Qu’importe, il y en a au moins une qui en profite pleinement, c’est moi et j’espère que vous aussi.
Il y a tant de rêveries dans un voyage, tant de douceur, d’images, d’apaisement, d’excitation, de découvertes humaines et géographiques, d’émotions.
Le voyage force à prendre le temps et fait partie de ces bonheurs sans condition.
Chaque région a ses atouts, son esthétisme, ses charmes. Chaque endroit est différent selon la saison ou l’heure, selon que vous soyiez dans le sens de la marche ou dans le sens contraire, à droite ou à gauche (j’ai toujours rêvé d’un train panoramique entièrement transparent).
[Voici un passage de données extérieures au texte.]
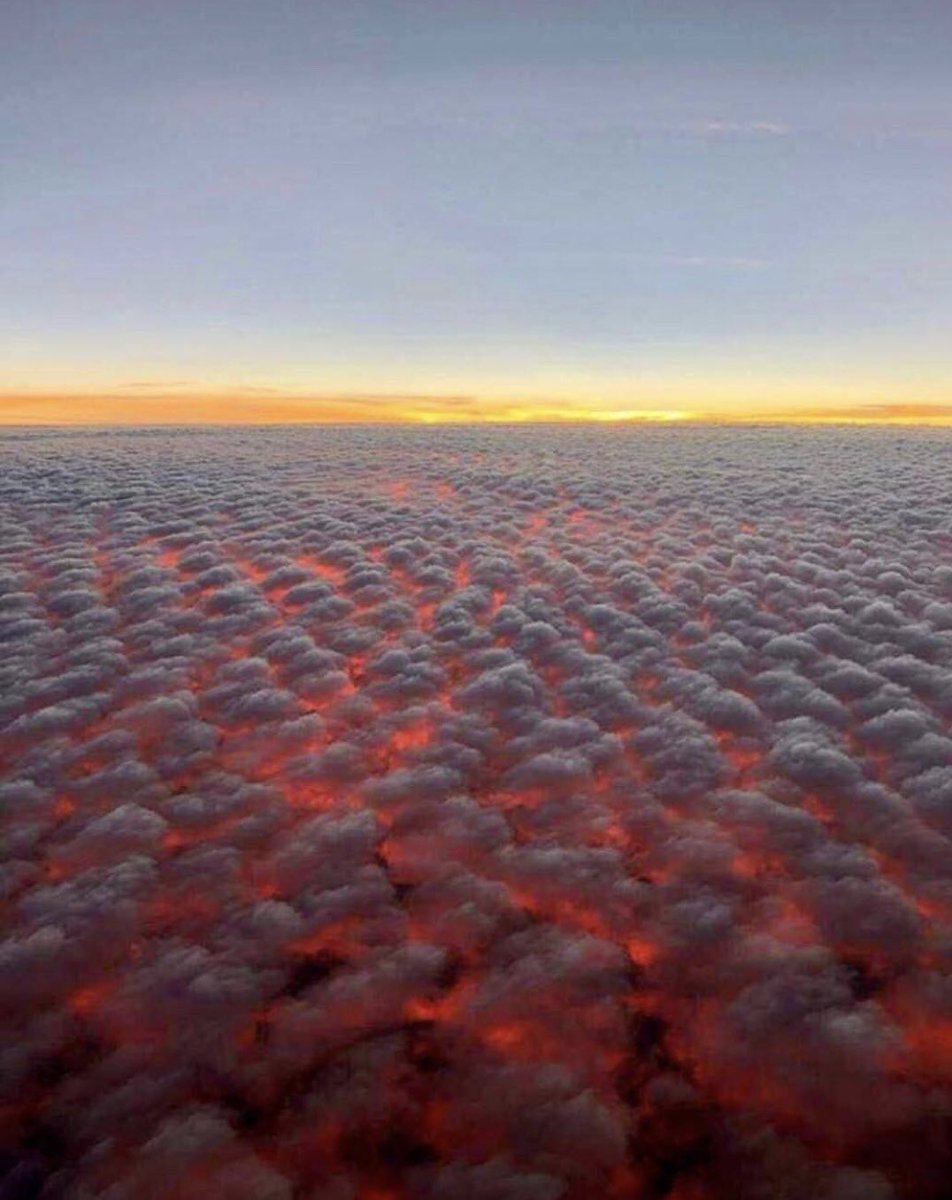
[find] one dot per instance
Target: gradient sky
(281, 209)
On y rencontre des passionnés, jeunes ou âgés, ceux qui ont toujours quelque chose d’intéressant à partager avec vous.
J’ai de la chance. Le train qui m’amène à Béziers roule lentement et ce n’est que pur plaisir pour mes yeux.Les jeux d’ombre et de lumière peuvent être extravagants ou discrets et sont une invitation à la photographie. Parfois, dans mes divagations, je me surprends à me poser cette question "et dans 20 ans, cette nature existera t-elle encore ?" Tant d’arbres disparaissent, tant de terres cultivées remplacent nos forêts… Ce n’est pas un bel hommage que nous rendons là à cette nature sacrifiée au nom de ce modernisme qui nous permet d’oublier avec tant de frivolité nos origines. Elle nous rappelle combien nous sommes instinctifs, nous les animaux dotés d’une conscience. Nous n’avons pas repris nos droits. Nous les avons changés en ayant omis que sans elle, nous ne sommes rien. L’humain s’est placé au-dessus de tout. C’est un conquérant aux dépends de tout ce qui l’a amené à évoluer. En fait, la seule reconnaissance qu’il reconnait est celle qu’il éprouve pour lui-même.
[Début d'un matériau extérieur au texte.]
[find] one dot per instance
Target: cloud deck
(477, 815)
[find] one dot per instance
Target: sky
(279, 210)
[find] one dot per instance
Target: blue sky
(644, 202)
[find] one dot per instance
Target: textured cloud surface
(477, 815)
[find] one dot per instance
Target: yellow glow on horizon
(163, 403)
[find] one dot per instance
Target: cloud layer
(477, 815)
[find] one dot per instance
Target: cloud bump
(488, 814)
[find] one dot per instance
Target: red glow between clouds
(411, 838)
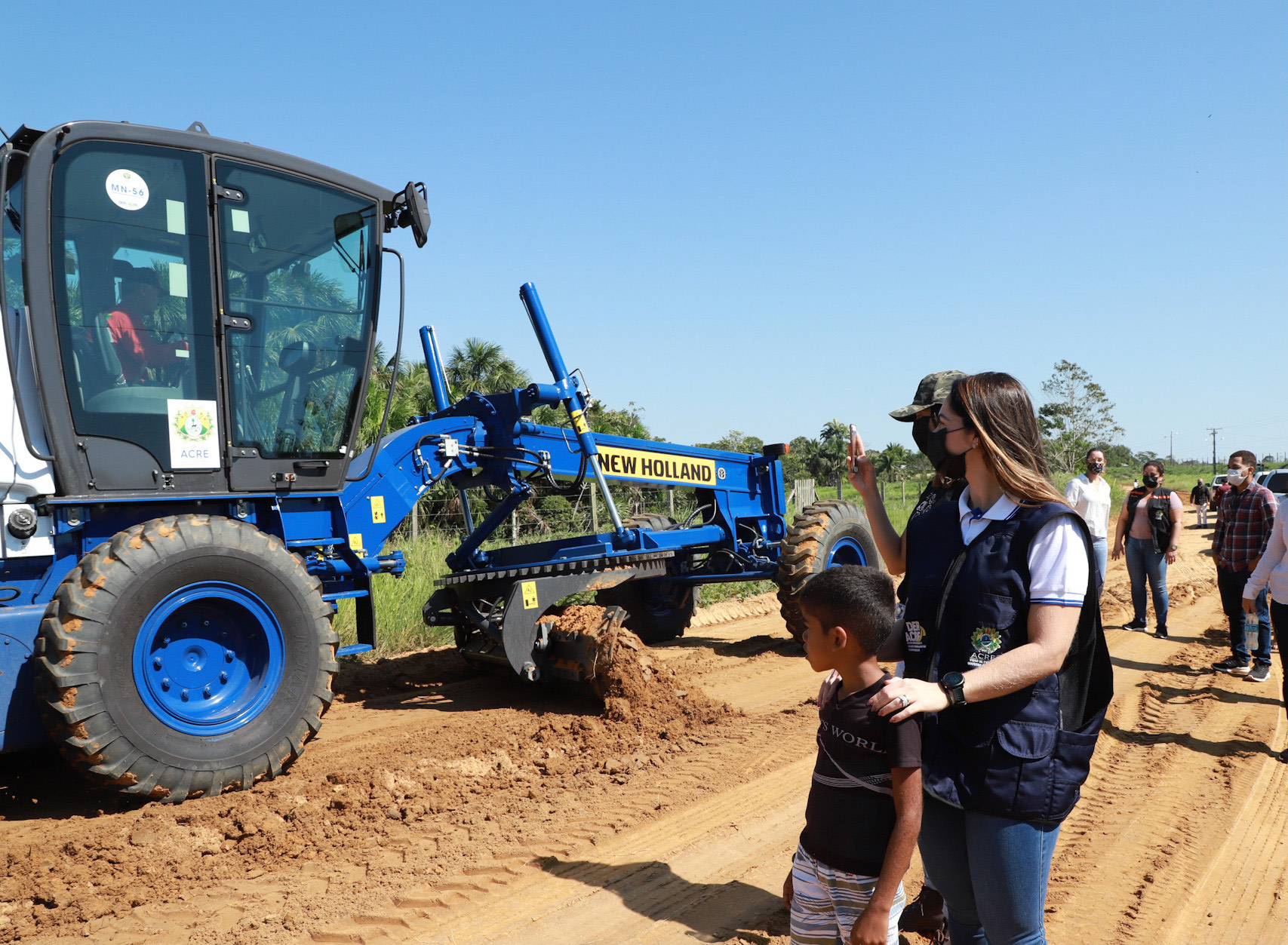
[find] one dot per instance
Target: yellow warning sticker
(657, 468)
Que c’est beau, ces rais de lumière à travers cette légèreté brumeuse. Tel un buvard, j’absorbe les richesses visuelles que m’offre la nature. Je m’en gave, j’en fais une boulimie, toujours insatisfaite, toujours plus, encore et encore. J’avais oublié comme le chêne, sans ses feuilles, peut être fantasque et gracile. Je retrouve mes ancêtres, ce bonheur sauvage, cette sensation d’être libre, cette partie (dont j’appartiens) intégrante qui fait que le monde est monde.
Je vais, sous peu, arriver dans mon petit village de l’Hérault. Le soleil nous fait profiter de ses derniers rayons dorés et je le remercie, en cette heure tardive, de m’accorder tant de douceur dans sa lumière.
Ce fut un beau voyage!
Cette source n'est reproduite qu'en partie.